Margaret Graziano: Life goes fast. A few weeks ago, I was 25 and I opened my eyes and my grown sons are having kids. It, it, it went like that. And it went like that, and I stayed at that first job long enough to learn and as soon as I saw there was a better world, I left and I took all my clients with me.
Russel Lolacher: So let’s wrap it up with a question. Thank you for this so much, by the way. Really appreciate just the understanding of friction to flow and the value of it. So if somebody’s listening to this and they’re like, I don’t know my role in friction, I don’t know how much flow I have, I don’t even know who I am as a leader to understand my connection to this.
What’s the baby step like? What’s the thing tomorrow, besides, you know, doing a full analysis or picking up a book, what is that? Just that first little step?
Margaret Graziano: Yeah. So I was gonna, I was going to say, pick up the book Ignite Culture or What Got You Here Won’t Get You There. But if you don’t wanna read, I would let your fingers do the walking and ask ChatGPT, describe friction and how I might be part of it. And then I would say describe flow and how I might be part of it.

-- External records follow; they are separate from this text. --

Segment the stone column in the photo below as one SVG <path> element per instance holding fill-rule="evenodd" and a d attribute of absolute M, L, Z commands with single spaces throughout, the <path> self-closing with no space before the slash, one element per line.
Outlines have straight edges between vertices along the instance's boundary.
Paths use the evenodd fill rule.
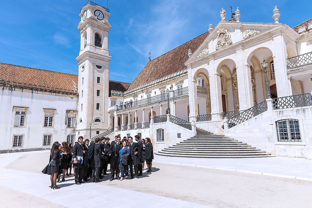
<path fill-rule="evenodd" d="M 276 89 L 278 97 L 292 95 L 291 85 L 287 76 L 287 51 L 282 35 L 273 37 L 273 54 Z"/>

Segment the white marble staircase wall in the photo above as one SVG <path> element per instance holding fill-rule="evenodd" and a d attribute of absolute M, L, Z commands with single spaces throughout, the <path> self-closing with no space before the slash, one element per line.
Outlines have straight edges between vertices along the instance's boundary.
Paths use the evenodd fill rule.
<path fill-rule="evenodd" d="M 275 122 L 298 120 L 302 142 L 278 142 Z M 276 156 L 312 158 L 311 106 L 268 110 L 228 129 L 225 136 L 233 137 Z"/>
<path fill-rule="evenodd" d="M 157 141 L 157 130 L 162 128 L 164 130 L 164 141 Z M 154 150 L 160 151 L 163 148 L 175 144 L 181 141 L 189 138 L 193 136 L 191 131 L 170 122 L 151 123 L 150 138 L 152 139 Z M 178 138 L 178 134 L 181 134 L 181 138 Z"/>

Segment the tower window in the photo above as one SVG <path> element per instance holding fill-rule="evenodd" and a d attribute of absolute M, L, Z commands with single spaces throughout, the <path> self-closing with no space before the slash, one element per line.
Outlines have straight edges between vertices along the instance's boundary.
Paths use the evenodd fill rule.
<path fill-rule="evenodd" d="M 96 46 L 98 46 L 99 47 L 102 47 L 102 44 L 101 44 L 101 41 L 102 38 L 100 37 L 100 35 L 97 33 L 95 33 L 95 38 L 94 45 Z"/>

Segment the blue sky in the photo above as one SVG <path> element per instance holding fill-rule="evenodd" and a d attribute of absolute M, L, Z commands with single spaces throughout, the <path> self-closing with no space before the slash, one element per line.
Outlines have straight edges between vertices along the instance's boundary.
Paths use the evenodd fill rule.
<path fill-rule="evenodd" d="M 79 14 L 87 0 L 3 1 L 0 15 L 0 62 L 78 74 Z M 110 79 L 131 82 L 149 61 L 207 31 L 220 20 L 222 7 L 231 19 L 239 7 L 241 22 L 280 22 L 293 27 L 312 17 L 304 2 L 109 0 L 112 25 Z M 107 0 L 96 3 L 106 7 Z"/>

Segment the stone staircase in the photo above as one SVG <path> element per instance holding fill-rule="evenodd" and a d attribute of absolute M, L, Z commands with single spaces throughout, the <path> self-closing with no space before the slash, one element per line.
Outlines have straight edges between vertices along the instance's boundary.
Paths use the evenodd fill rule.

The other thing you can do is go to your very, very best friend or spouse, your best spouse, and ask when things are in a state of courage and engagement in the family, how are you being, what are the traits that you have that help that? And when things are in a state of stress, of aggravation, agitation, anxiety, how are you being that’s causing that?
Russel Lolacher: That is Margaret Graziano. She’s an author, keynote speaker, CEO, founder of Keen Alignment and author of Ignite Culture, which you, you should pick up the book, Empowering and Leading a Healthy High Performance Organization from the Inside Out. Thank you so much for being here, Maji.
Margaret Graziano: Thank you. Bye-bye.